Amazon S3 for Data Engineers — Beyond Just File Storage
Most data engineers use S3 as a file system — upload files, download files. But S3 has a rich set of features specifically useful for data engineering that most engineers never learn: lifecycle policies, event notifications, S3 Select, Requester Pays, and Intelligent Tiering.
S3 storage classes and lifecycle policies
S3 has multiple storage classes with different cost and retrieval speed tradeoffs:
S3 Standard: hot data, frequent access, highest cost
S3 Standard-IA (Infrequent Access): data accessed monthly, 40% cheaper than Standard
S3 Glacier Instant Retrieval: archive data accessed quarterly, 68% cheaper
S3 Glacier Deep Archive: long-term archive, lowest cost, 12-hour retrieval
Lifecycle policies automatically transition objects between classes based on age. Bronze layer data older than 90 days → Standard-IA. Older than 365 days → Glacier. This runs automatically with no code required.

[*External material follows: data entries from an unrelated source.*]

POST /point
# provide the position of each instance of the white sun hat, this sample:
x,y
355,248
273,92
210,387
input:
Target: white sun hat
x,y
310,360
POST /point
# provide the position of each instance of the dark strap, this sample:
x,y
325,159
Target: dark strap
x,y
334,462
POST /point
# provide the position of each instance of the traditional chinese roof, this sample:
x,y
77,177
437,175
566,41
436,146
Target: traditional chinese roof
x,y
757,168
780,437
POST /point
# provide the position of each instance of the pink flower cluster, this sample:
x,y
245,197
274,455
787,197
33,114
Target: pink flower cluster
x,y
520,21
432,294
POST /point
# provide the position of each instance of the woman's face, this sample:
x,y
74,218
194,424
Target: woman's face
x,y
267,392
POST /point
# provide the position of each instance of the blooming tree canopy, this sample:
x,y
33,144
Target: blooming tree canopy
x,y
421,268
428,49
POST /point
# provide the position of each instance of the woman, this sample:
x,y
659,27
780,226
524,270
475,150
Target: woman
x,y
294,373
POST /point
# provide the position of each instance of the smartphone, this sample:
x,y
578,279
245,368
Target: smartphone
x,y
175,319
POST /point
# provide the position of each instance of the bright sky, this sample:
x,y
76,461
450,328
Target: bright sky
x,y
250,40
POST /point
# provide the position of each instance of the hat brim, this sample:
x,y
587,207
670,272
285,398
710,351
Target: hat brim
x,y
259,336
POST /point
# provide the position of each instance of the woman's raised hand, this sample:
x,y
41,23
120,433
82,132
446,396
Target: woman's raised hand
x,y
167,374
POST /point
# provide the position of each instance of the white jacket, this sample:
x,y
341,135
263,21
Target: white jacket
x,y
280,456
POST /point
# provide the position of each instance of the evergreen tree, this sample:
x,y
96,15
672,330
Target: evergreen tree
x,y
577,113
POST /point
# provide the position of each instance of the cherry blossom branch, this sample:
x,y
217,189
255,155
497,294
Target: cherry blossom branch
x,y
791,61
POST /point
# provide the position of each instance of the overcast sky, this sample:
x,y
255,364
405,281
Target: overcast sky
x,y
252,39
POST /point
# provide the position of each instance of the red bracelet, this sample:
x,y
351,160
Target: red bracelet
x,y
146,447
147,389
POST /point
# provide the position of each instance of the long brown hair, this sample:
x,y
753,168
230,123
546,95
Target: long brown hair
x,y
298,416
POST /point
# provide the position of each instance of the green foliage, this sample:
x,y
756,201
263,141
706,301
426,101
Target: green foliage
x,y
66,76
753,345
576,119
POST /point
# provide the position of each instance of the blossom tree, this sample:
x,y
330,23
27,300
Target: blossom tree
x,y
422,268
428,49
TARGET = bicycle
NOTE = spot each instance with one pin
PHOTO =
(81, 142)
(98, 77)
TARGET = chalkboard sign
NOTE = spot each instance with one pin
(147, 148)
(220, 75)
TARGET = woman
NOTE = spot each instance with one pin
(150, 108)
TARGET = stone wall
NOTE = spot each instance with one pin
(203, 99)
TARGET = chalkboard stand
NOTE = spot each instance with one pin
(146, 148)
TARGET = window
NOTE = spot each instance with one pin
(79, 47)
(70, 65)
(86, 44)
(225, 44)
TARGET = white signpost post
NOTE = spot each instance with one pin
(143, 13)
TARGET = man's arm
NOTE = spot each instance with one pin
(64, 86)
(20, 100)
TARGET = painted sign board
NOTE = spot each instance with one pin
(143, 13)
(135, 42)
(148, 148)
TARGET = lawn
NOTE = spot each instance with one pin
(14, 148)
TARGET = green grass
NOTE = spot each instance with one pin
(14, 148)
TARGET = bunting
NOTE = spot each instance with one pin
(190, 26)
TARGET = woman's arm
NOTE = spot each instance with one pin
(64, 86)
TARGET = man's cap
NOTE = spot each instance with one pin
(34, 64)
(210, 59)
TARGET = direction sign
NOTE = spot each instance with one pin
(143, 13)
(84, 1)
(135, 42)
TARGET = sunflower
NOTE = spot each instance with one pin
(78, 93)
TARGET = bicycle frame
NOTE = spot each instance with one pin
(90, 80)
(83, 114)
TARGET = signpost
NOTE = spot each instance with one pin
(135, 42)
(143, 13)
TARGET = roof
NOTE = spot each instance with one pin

S3 event notifications for pipeline triggers
S3 can trigger Lambda functions, SQS queues, or SNS topics when objects are created, deleted, or restored.
Common pattern: a source system drops a CSV file in S3 → S3 event triggers a Lambda → Lambda starts a Glue job to process the file → Glue writes Parquet to processed/ prefix.
This creates an event-driven pipeline that runs automatically when new data arrives — no polling, no scheduler, no wasted compute waiting for files.
S3 Select — query without downloading
S3 Select lets you run SQL-like queries against individual S3 objects and return only the matching rows — without downloading the entire file.
For a 10GB CSV file: SELECT * WHERE region = US returns only US rows, transferring perhaps 500MB instead of 10GB.
Useful for: quick data inspection, lightweight filtering before full processing, and reducing Lambda function memory requirements when processing large files.
Partitioning strategy for S3 data lakes
S3 objects are accessed by prefix (folder-like path). Athena, Glue, and Spark all prune partitions based on S3 prefixes.
Optimal partition structure for most data engineering use cases:
s3://bucket/table-name/year=2026/month=03/day=15/
Hive-style partitioning (key=value format) is recognized automatically by Glue catalog, Athena, and Spark. This enables predicate pushdown — only partitions matching your WHERE clause are read.